AMD MI355X Proves Competitive for Frontier AI Inference at 2.75x Lower Cost Than Blackwell
Key Takeaways
- ▸AMD MI355X achieves 80% of NVIDIA B200 performance at 2.75x lower cost per GPU, making it cost-effective for frontier model inference
- ▸Advanced quantization (MXFP4) and speculative decoding can deliver near-3x throughput gains, demonstrating that software optimization can equalize hardware performance gaps
- ▸AMD's ROCm ecosystem requires more engineering effort than NVIDIA's day-0 support but is becoming mature for production inference workloads
Summary
Wafer has demonstrated that AMD's MI355X GPU can serve Baichuan's GLM5.2 frontier language model with competitive performance at significantly lower cost than NVIDIA's Blackwell. The optimization achieved 2626 tokens per second per node on a production-scale workload with defined latency targets, while costing 2.75x less per GPU than NVIDIA's B300. This validates that AMD's hardware is emerging as a genuine alternative for large-scale AI inference serving despite NVIDIA's historical software and day-0 support advantages.

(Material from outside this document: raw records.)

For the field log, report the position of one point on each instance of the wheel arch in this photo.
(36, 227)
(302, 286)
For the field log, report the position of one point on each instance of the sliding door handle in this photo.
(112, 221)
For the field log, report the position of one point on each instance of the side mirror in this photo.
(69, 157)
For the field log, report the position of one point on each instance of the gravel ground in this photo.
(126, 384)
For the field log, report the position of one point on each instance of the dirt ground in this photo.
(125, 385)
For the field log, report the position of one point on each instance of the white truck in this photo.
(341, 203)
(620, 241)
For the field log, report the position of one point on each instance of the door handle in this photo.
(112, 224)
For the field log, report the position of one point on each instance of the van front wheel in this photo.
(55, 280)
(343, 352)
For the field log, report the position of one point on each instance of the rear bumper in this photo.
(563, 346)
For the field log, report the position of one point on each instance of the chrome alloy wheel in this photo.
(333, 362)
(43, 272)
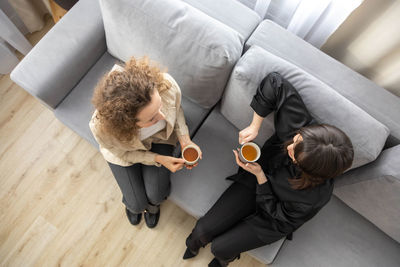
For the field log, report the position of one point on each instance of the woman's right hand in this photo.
(248, 134)
(171, 163)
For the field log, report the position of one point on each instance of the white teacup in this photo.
(190, 154)
(249, 149)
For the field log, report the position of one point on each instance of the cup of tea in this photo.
(249, 152)
(190, 154)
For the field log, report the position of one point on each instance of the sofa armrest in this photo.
(63, 56)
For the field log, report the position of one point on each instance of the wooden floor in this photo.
(60, 205)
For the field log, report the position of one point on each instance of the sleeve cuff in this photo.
(149, 159)
(263, 189)
(182, 130)
(259, 108)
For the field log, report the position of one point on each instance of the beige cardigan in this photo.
(136, 151)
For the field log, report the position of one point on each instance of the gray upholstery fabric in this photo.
(374, 191)
(373, 99)
(196, 190)
(338, 237)
(198, 50)
(231, 13)
(63, 56)
(76, 110)
(324, 104)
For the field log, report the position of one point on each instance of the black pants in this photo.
(224, 225)
(144, 187)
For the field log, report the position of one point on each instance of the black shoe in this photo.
(151, 219)
(220, 263)
(134, 218)
(190, 254)
(215, 263)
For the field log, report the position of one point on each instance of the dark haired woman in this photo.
(290, 183)
(137, 122)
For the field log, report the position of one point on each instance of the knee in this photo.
(135, 206)
(157, 195)
(219, 250)
(203, 231)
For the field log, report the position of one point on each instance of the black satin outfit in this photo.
(249, 215)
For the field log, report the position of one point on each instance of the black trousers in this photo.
(144, 187)
(225, 227)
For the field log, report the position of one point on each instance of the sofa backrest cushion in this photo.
(370, 97)
(197, 50)
(230, 12)
(324, 104)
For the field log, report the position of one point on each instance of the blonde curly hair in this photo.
(120, 95)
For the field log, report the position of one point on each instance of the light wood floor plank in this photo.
(61, 206)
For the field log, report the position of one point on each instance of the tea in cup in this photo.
(190, 154)
(249, 152)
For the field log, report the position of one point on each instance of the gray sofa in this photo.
(218, 51)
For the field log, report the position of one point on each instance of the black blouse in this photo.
(280, 209)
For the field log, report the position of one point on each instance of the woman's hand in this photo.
(185, 140)
(171, 163)
(253, 168)
(248, 134)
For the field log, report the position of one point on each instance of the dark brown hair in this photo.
(324, 153)
(120, 95)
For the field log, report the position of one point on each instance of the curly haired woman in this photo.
(137, 122)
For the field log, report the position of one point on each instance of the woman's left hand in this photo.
(185, 141)
(252, 167)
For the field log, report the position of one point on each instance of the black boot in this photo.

The engineering effort required to achieve competitive performance reveals both the challenge and opportunity in AMD's ROCm ecosystem. Using MXFP4 quantization via AMD's Quark tool combined with the sglang inference framework, engineers optimized GLM5.2 for the MI355X. Critical optimizations included implementing speculative decoding and fixing compatibility issues between quantization layer naming conventions and multi-token prediction heads—fixes that required only targeted code changes but were essential for unlocking near-3x single-stream throughput gains.
This result carries significant implications for AI infrastructure economics. With frontier models releasing every two weeks and NVIDIA GPU scarcity driving token prices higher, AMD's lower-cost hardware at comparable performance offers a compelling alternative. The work demonstrates that optimization techniques and maturing open-source frameworks are rapidly closing the gap that once strongly favored NVIDIA, potentially accelerating hardware competition in the AI inference market.
- Cost-effective alternatives to NVIDIA are emerging as AI token demand skyrockets, potentially reshaping infrastructure economics for AI service providers
Editorial Opinion
AMD's emergence in AI inference is a reminder that hardware competition isn't won on silicon alone—it's won through the combined force of hardware, software, and optimization tooling. This benchmark is significant not because AMD now beats NVIDIA (it doesn't), but because it proves the performance gap is closeable through engineering rather than being a fundamental silicon limitation. As optimization frameworks mature and engineers continue improving kernel support, we should expect frontier models to run efficiently on AMD hardware by default. This competition is healthy and will accelerate both companies' focus on cost-efficiency, ultimately benefiting inference providers racing to scale AI services.